Ms Noble said she went very calm, and told him she didn't have any money, before reaching for her panic button when he wasn't looking.

"I took it and pressed the button and the alarm went off. With that, he yelled something vicious at me then took my keys and my phone, and took my car.

"He was here 12 minutes, but that could be 12 hours when someone has a knife on you."

The 73-year-old Dublin native said that while the gardaí have issued an alert across Ireland for her stolen car, she is "so angry" that this man came into her home.

"I'm very angry that he desecrated my home. I want people to know that there's a man going around do this. People should know, to be more vigilant for themselves."

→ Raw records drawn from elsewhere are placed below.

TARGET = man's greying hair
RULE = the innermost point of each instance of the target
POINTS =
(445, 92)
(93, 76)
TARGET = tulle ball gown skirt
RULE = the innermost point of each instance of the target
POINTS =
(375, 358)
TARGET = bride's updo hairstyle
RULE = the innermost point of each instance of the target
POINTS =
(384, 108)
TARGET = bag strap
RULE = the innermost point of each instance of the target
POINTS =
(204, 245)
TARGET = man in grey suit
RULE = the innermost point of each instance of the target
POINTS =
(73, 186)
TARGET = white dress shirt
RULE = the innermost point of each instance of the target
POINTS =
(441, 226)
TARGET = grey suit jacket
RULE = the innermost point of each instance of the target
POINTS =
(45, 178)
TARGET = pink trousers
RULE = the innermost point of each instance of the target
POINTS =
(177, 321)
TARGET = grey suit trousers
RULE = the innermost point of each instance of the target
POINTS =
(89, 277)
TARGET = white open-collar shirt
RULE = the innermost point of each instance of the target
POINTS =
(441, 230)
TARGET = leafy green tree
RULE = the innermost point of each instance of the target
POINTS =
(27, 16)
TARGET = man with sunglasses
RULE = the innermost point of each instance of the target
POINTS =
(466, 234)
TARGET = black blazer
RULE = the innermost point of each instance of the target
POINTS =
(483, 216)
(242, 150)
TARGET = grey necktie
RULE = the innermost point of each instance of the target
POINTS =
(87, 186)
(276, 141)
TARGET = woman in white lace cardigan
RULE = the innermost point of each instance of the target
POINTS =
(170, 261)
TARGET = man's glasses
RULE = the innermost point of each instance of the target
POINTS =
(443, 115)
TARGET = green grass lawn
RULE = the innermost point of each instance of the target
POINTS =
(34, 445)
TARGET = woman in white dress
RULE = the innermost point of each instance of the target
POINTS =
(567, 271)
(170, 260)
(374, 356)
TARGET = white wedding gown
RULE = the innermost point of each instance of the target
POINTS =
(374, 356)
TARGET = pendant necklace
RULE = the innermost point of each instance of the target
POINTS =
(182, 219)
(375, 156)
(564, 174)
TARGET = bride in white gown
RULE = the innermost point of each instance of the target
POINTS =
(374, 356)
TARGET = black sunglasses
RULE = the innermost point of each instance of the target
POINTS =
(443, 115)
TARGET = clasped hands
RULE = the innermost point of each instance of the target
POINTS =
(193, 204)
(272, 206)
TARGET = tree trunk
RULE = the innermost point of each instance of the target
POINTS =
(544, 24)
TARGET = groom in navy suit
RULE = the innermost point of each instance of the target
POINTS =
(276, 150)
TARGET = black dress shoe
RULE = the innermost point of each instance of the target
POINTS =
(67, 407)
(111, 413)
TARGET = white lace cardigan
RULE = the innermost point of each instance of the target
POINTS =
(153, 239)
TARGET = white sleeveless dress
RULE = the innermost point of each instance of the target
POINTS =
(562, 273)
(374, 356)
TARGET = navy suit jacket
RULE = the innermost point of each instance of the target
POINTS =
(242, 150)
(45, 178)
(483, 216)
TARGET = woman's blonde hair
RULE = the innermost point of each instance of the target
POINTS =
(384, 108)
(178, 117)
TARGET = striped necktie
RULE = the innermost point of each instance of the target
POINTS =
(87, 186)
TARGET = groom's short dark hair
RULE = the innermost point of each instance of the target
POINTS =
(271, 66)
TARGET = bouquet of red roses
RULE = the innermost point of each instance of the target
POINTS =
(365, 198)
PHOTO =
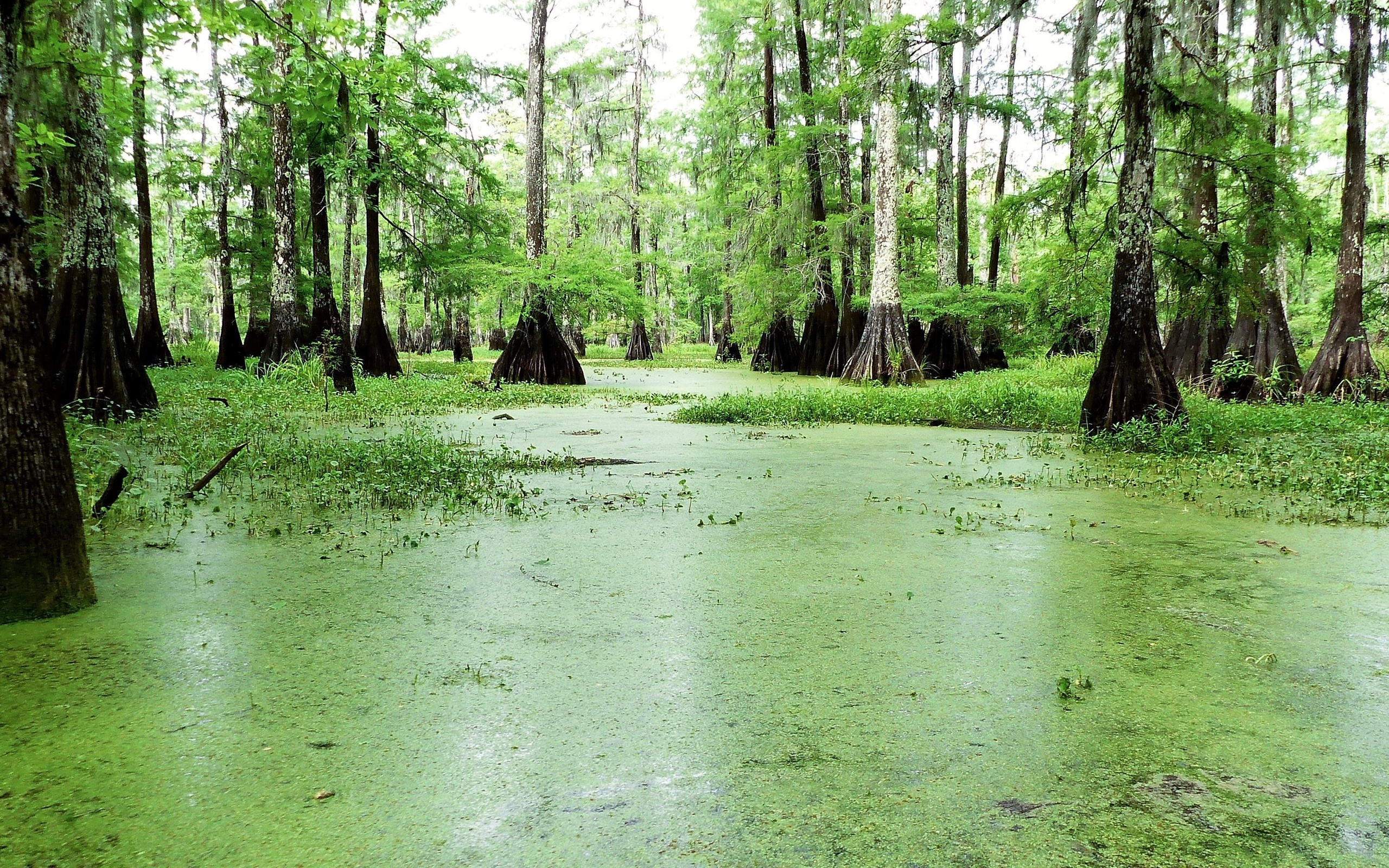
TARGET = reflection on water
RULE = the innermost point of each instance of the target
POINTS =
(862, 670)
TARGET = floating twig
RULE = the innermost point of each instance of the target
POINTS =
(113, 489)
(217, 469)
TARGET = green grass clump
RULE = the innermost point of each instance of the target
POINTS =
(366, 452)
(1315, 460)
(1045, 396)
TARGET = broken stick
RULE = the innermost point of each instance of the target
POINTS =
(217, 469)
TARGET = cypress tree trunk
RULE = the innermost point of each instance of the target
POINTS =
(462, 335)
(851, 321)
(91, 349)
(327, 327)
(728, 349)
(378, 358)
(638, 346)
(149, 334)
(817, 339)
(43, 564)
(948, 350)
(282, 338)
(948, 264)
(1077, 164)
(1202, 324)
(351, 263)
(1343, 361)
(257, 286)
(1261, 336)
(778, 349)
(1131, 380)
(964, 270)
(1001, 177)
(231, 355)
(537, 352)
(882, 353)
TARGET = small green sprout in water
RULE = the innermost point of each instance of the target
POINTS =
(1070, 686)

Ms Noble has previously spoken openly about her time in a children's orphanage in Dublin before escaping to live rough in the city, being the victim of a gang rape and giving birth to a baby son who was then taken away from her.

She has also spoken of domestic abuse she suffered while raising three children in Britain before moving back to Ireland.

She then visited children in Vietnam suffering the fallout of the Vietnam war - in turn setting up her foundation, which included providing emergency health clinics, schools, shelters for homeless boys, childcare centres, soccer teams and a vocational hairdressing school and salon.

Ms Noble was awarded an OBE in 2003.